Believability in Sender Demeanor

New research, conducted by Human Communication Research , suggests that sender demeanor may be the most influential source of variation in deception detection judgments.

Sender Demeanor is the difference in the believability of a message sent by a “sender”, which is independent of the actual honesty of the message.

In this study, published in Human Communication Research, Volume 37, Number 3, July 2011, sender demeanor induction explained as much as 98% of the variance in detection [of deception] accuracy.

Does the person not the message have a greater impact on what one believes?

Three additional studies investigated the behavior profiles of believable senders.  The results suggest a strong impact of sender effects in deception detection.

Do you think that it is too early in the research stage to say that a sender’s believability is the most influential source of variation in deception detection?

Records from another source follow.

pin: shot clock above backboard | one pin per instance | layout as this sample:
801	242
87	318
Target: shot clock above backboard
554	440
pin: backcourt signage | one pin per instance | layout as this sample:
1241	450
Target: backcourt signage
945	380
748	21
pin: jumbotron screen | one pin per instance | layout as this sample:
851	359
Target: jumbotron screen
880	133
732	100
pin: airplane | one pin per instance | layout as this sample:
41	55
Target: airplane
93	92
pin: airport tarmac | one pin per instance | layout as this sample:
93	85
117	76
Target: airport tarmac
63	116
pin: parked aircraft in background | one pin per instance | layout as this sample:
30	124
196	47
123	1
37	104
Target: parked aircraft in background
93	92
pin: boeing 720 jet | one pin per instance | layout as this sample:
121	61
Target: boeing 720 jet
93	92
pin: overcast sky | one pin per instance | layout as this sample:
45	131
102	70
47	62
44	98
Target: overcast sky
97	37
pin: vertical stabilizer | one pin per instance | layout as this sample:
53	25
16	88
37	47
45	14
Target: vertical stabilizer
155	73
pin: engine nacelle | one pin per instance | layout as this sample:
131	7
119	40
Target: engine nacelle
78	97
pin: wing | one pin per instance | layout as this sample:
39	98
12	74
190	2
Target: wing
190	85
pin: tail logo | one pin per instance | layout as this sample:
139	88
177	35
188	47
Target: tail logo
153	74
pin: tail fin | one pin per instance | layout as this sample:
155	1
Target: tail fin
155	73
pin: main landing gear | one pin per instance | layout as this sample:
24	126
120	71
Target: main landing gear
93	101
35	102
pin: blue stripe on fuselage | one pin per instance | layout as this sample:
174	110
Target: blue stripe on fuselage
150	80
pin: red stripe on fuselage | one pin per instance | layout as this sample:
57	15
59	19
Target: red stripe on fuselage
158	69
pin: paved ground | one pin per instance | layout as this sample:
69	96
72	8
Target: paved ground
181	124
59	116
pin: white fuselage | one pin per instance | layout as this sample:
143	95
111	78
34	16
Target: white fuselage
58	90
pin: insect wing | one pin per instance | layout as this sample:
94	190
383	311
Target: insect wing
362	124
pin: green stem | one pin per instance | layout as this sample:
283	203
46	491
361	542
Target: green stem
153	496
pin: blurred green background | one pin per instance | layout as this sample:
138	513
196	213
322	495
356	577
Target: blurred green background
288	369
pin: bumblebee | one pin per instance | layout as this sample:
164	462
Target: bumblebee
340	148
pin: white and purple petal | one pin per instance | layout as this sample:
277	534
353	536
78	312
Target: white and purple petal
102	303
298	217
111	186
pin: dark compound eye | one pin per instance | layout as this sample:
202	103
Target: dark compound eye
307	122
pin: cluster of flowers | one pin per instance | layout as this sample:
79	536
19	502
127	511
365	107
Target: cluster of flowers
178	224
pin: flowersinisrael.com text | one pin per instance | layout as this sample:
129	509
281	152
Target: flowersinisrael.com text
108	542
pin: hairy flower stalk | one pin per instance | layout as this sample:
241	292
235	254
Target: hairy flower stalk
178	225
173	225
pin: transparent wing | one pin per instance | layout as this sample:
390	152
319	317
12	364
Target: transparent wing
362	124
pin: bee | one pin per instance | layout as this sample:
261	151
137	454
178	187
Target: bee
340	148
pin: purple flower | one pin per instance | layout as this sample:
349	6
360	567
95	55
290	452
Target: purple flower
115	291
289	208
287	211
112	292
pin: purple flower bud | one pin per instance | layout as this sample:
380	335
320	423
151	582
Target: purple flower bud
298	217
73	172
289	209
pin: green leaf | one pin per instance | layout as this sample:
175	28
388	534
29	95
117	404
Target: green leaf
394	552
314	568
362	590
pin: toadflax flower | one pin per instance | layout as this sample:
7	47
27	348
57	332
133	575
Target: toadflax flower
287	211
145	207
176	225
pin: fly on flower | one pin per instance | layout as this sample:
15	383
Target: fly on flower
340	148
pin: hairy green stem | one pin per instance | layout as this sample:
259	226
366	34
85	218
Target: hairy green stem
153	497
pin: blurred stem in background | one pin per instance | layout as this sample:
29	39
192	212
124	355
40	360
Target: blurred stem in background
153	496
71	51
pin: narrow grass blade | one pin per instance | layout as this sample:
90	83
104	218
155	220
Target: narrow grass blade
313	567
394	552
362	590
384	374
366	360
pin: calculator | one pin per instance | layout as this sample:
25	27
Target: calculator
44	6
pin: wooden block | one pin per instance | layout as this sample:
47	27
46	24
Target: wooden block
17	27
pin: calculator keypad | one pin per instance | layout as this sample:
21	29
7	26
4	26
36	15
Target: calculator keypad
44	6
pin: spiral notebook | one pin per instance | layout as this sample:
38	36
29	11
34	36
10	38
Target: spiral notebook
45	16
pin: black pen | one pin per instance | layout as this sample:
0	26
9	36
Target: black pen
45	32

5 responses to “Believability in Sender Demeanor”

  1. Russ Conte says:

    In reply, “Do you think that it is too early in the research stage to say that a sender’s believability is the most influential source of variation in deception detection?”

    I don’t know the state of the research. My hunch would be that it is too early, but this is not my area of expertise, so I’m not qualified to say.

    It’s a very interesting hypothesis, and I’d like to see more research on the topic.

    Russ Conte

  2. Keith D. says:

    I’m not certain that I fully understand the concept based on this blog post and the study abstract. I think I would need more information about it, either by reading the study or by a more detailed explanation with perhaps some examples.

    But if I’m understanding it correctly here, it seems like sender demeanor might be among the most influential sources of variation.

    If we look at true crime blogs and the comments that users make about various stories in the news, we can see plenty of examples of people who disagree with each other in which the disagreement appears to be based on their opinion of the individual they’re discussing (the sender?) vs. the actual behavioral or linguistic evidence.

    Then, if we look at the assessments of highly trained and skilled professionals, and include “truth wizards” along with how they arrive at their conclusions, it seems that we see a lot of their assessments are based on a sort of personality assessment of an individual (either through establishing a baseline for the trained professional, or doing so intuitively for the truth wizard) to determine the relative veracity of their message based on whether a particular behavior or statement would fit with that individual in that particular situation. Based on that trait of a truth wizard, and coupled with this study’s conclusion, the two do seem to fit. It would also help to explain why a truth wizard is a truth wizard compared to ordinary individuals.

  3. Keith – these are great points and shed some light onto the somewhat confusing/clinical verbiage the study uses. I think it is very pertinent to bring into the equation “Truth Wizards” as you mentioned. Opinions set aside, this is a very interesting thesis.

  4. To me, as a truth wizard, this is right on the nose. I would say the vast majority of my information comes from demeanor and I balance that with words spoken, behavior, emotions, etc. Demeanor will put me on alert before any other behavior. So for me, demeanor is my baseline, if you will. Love this!

  5. Dunya says:

    Of course Sender Demeanor should be evaluated, however I suggest changing the name to something easier to say, such as sender effect. As it is “the difference in the believability of a message sent by a ‘sender’, which is independent of the actual honesty of the message”, one can conclude that the sender effect has a sort of of “halo effect” or “bystander effect”. Meaning, that the person hearing the news is influenced by the qualities (color, race, beauty, smell, financial success, academic success, clothing….etc..) of the sender and will assert some sort of reference of truth onto what the sender is saying, depending on the qualities presented by the sender, and subjectively interpreted by the hearer.